Хотя АНБ конкретно не упоминает взлом SolarWinds в своих сообщениях, оба метода, описанные в документе, использовались в ходе атак на SolarWinds для увеличения доступа к облачным ресурсам после первоначального взлома локальных сетей через зараженное приложение SolarWinds Orion.
«В рамках первого метода преступники взламывают локальные компоненты инфраструктуры федеративного единого входа и крадут учетные данные или закрытый ключ, который используется для подписи токенов языка разметки SAML (Security Assertion Markup Language). Используя закрытые ключи, злоумышленники затем подделывают доверенные токены аутентификации для доступа к облачным ресурсам…», — сообщается в документе.
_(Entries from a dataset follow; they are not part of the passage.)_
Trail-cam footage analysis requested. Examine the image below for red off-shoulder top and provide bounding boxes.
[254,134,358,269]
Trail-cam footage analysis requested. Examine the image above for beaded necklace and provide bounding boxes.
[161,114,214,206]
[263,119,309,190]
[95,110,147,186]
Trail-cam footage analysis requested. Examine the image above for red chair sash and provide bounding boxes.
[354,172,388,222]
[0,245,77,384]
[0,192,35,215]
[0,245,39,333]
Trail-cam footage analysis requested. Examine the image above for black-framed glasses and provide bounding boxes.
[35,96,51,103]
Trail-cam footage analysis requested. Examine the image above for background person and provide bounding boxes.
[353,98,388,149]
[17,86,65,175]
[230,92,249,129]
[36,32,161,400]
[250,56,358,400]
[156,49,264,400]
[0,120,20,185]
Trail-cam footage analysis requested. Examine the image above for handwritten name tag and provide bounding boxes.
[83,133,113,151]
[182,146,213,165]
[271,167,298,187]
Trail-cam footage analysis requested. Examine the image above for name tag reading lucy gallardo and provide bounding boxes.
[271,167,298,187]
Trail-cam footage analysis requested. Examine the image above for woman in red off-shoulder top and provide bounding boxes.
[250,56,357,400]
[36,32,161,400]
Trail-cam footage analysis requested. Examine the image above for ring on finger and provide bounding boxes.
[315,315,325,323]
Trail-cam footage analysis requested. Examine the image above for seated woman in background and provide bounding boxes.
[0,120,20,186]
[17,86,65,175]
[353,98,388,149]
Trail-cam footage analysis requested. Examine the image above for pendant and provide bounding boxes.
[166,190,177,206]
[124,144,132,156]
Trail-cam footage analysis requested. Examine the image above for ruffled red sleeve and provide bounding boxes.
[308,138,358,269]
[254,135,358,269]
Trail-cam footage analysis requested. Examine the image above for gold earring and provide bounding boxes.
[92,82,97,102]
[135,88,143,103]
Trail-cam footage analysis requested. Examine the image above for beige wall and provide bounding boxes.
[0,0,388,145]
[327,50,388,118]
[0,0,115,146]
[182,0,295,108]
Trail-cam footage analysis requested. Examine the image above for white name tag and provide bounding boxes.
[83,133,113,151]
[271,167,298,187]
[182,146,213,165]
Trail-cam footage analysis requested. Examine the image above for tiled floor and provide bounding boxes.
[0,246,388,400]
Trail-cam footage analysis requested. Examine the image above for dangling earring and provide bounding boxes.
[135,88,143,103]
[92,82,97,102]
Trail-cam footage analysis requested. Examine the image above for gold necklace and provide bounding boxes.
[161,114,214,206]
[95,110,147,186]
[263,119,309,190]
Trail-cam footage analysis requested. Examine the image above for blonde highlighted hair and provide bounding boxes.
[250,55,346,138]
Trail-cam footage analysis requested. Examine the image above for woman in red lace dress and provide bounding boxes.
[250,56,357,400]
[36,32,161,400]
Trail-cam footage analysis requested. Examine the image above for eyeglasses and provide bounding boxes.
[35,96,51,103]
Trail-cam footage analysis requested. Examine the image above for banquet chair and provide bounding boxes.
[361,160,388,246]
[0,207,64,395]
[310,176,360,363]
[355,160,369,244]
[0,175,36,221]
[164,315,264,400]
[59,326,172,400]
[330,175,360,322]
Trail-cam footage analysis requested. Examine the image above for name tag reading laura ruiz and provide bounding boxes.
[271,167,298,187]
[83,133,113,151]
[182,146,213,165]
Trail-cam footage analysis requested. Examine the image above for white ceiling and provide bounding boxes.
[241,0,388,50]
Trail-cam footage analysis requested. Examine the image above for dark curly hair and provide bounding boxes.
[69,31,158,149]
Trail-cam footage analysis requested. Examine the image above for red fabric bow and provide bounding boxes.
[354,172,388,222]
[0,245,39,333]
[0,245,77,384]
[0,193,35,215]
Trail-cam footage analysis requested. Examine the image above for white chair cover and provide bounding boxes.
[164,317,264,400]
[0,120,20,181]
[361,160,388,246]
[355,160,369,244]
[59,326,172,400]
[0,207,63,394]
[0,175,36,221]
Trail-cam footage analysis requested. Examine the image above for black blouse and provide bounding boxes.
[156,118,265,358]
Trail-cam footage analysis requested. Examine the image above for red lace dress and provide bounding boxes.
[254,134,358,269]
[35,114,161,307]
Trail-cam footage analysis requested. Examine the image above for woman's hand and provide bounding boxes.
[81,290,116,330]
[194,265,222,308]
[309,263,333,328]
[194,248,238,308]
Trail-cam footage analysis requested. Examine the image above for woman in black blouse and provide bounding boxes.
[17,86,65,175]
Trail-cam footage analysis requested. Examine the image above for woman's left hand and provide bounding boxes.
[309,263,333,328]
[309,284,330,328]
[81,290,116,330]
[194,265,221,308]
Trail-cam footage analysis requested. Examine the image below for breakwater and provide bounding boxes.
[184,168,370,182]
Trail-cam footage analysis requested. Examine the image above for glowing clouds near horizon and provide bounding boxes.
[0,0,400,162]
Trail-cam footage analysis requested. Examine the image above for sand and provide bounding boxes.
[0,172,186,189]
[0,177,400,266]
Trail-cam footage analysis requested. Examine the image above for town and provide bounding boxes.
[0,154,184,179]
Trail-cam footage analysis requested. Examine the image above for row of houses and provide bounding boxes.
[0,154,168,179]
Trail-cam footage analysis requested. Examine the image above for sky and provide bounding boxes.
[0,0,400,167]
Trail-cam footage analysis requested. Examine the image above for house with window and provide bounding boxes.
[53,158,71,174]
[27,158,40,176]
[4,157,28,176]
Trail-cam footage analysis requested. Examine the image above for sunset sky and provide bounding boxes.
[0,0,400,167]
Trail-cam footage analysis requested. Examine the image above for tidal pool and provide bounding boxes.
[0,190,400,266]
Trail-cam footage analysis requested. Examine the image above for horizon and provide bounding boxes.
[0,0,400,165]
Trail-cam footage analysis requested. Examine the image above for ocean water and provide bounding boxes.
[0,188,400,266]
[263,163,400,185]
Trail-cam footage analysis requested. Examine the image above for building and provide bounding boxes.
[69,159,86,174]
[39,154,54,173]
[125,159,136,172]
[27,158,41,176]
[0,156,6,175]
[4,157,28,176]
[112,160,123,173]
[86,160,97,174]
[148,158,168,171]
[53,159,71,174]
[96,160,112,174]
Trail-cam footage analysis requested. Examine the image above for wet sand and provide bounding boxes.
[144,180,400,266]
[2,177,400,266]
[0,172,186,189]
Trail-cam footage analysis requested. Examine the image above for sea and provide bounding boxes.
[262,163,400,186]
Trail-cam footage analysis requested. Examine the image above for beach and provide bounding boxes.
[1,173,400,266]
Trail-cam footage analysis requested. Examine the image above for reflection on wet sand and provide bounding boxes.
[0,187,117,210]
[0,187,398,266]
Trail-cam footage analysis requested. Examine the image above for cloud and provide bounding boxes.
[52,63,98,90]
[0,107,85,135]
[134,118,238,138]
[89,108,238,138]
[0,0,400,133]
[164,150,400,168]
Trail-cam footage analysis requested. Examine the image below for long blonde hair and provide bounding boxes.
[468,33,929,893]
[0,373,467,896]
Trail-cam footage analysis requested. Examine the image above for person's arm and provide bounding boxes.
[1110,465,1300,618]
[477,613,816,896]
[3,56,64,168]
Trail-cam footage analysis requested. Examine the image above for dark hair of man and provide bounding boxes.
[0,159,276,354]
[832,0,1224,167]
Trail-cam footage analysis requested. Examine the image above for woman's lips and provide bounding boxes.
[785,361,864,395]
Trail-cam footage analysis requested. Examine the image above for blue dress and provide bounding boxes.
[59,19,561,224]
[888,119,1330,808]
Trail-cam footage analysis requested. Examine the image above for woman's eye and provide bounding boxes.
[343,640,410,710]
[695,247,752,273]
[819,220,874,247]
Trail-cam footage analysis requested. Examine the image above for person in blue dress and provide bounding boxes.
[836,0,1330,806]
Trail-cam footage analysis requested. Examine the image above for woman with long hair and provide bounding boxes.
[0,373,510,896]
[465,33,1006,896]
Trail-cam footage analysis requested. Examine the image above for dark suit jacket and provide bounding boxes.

В первом случае, если злоумышленники не могут получить ключ подписи, они попытаются получить достаточные административные привилегии в облачном клиенте, чтобы добавить вредоносный сертификат для подделки токенов SAML.
Во втором — преступники используют скомпрометированную учетную запись глобального администратора для назначения учетных данных субъектам служб облачных приложений. Затем хакеры вызывают учетные данные приложения для автоматического доступа к облачным ресурсам.
Как отметили сотрудники АНБ, ни один из этих методов не является новым и оба используются по крайней мере с 2017 года финансируемыми иностранным правительством хакерами. Ни один из методов не использует уязвимости в продуктах федеративной аутентификации, а скорее злоупотребляет легитимными функциями после взлома локальной сети или учетной записи администратора.